Bailando con el diablo

La légende de Rose Latulipe

Detalle de ‘La Légende de Rose Latulippe’ (1937), el óleo del pintor Rolande Sicotte que se encuentra en el Museo Nacional de Bellas Artes de Quebec.

Philippe Aubert de Gaspé, hijo, está considerado como el autor de la primera novela canadiense en francés: L’influence d’un livre (1837). Hasta entonces, la narrativa quebequesa, rica y de larga tradición, era puramente oral. La novela se publicó en el periódico Le Populaire, y estaba compuesta por un montón de retales de diferente procedencia. Aubert de Gaspé, influido por la novela gótica y el romanticismo, mezclaba en ella géneros, ideas propias y leyendas canadienses. El libro fue destrozado por la crítica. La Gazette de Québec dijo de él que había sido “grande el desengaño de los suscriptores acerca del revoltijo histórico-poético de Gaspé”. Hundieron al pobre chaval, quien abandonó sus aspiraciones literarias y hasta la provincia. Murió de una enfermedad en Halifax (Nueva Escocia) a los 26 años.

La novela fue reescrita y publicada posteriormente bajo el título de El buscador de tesoros (1864). En ella Gaspé incluía una de la leyendas franco-canadienses más famosas, la de Rose Latulipe, la hermosa joven que adoraba bailar y que, para su desgracia, acabó haciéndolo con el mismo diablo. Esta es su historia en la versión de Aubert de Gaspé (hay otras 200 adaptaciones), quien compone un relato machista y ultracatólico muy al gusto de la época:

Érase una vez un hombre llamado Latulipe que tenía una hija a la que quería con locura. Rose Latulipe era una joven preciosa, morena, y también algo alocada, por no decir directamente frívola. Tenía un novio llamado Gabriel Lepard al que quería como a la niña de sus ojos; sin embargo, se decía que cuando otros jóvenes la abordaban, ella los dejaba pasar. Además, a Rose le encantaba dar fiestas, tanto que un día como el del hoy, un Martes de Carnaval de hace algún tiempo, habría en su casa más de cincuenta personas de celebración. Y Rose, contrariamente a lo habitual, pues era coqueta, había permanecido toda la velada en compañía de su pretendiente. Era natural: iban a casarse cuando llegara la Pascua.
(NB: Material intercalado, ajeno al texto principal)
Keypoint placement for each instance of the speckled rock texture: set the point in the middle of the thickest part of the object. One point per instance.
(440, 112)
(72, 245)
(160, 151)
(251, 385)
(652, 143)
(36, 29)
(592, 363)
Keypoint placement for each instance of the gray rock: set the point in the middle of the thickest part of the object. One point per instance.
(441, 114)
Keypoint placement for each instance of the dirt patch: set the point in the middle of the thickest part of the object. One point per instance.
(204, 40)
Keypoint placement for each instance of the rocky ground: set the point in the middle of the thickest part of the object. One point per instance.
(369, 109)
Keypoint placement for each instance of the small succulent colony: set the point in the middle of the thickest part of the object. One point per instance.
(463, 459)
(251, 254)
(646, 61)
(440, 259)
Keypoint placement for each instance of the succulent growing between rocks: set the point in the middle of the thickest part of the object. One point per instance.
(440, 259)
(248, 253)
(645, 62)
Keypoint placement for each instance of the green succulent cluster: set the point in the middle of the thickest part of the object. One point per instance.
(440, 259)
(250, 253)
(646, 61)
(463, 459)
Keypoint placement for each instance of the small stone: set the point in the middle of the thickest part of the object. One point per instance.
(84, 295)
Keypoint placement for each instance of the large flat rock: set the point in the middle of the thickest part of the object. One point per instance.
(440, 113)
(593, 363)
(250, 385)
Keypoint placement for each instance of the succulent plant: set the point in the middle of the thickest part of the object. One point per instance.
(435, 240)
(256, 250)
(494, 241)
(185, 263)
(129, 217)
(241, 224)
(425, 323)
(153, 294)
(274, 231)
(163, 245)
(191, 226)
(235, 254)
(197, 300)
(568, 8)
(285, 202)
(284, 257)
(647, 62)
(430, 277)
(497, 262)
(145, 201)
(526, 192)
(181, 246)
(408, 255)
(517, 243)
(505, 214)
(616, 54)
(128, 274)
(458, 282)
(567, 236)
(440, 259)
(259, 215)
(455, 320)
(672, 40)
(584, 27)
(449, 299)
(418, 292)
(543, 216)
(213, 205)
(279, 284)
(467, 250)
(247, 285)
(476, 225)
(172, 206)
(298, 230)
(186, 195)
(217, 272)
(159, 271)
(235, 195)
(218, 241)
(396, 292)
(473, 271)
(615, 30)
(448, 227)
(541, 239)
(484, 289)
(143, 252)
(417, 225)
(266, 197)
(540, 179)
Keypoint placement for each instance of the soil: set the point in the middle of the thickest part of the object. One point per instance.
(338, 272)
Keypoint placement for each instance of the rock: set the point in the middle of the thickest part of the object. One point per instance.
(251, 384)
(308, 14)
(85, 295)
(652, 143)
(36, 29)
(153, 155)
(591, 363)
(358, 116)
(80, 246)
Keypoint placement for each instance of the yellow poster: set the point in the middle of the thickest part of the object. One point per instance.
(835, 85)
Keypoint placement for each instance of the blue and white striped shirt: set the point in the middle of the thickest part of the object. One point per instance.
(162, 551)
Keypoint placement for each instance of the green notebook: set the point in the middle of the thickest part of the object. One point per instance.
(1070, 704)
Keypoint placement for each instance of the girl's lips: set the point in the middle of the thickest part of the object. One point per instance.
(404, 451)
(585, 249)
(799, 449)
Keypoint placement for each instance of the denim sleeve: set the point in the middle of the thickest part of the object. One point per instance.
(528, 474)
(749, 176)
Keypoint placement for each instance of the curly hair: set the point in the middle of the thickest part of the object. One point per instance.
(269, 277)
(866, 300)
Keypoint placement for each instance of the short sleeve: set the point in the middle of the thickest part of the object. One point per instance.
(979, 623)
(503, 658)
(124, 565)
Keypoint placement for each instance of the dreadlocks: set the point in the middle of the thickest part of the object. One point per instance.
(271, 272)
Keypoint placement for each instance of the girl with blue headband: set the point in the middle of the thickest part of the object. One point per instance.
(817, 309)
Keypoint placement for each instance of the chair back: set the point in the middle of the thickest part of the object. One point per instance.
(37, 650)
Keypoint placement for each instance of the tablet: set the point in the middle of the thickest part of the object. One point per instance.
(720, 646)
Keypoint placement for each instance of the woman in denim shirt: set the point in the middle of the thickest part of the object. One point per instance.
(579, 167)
Serían las once de la noche cuando, de repente, en medio del cotillón, se oyó un coche de caballos deteniéndose a la puerta de la casa. Varias personas corrieron hacia las ventanas y, debido al mal tiempo que hacía, golpearon el bastidor para que la nieve que había pegada al cristal se desprendiera y poder ver así al recién llegado.

—¡Desde luego es un pez gordo! —gritó alguien—. ¿Te has fijado, Jean? Qué magnífico caballo negro. ¡Y cómo le brillan los ojos! Bien parece, que el diablo me lleve, que va a trepar hasta el tejado.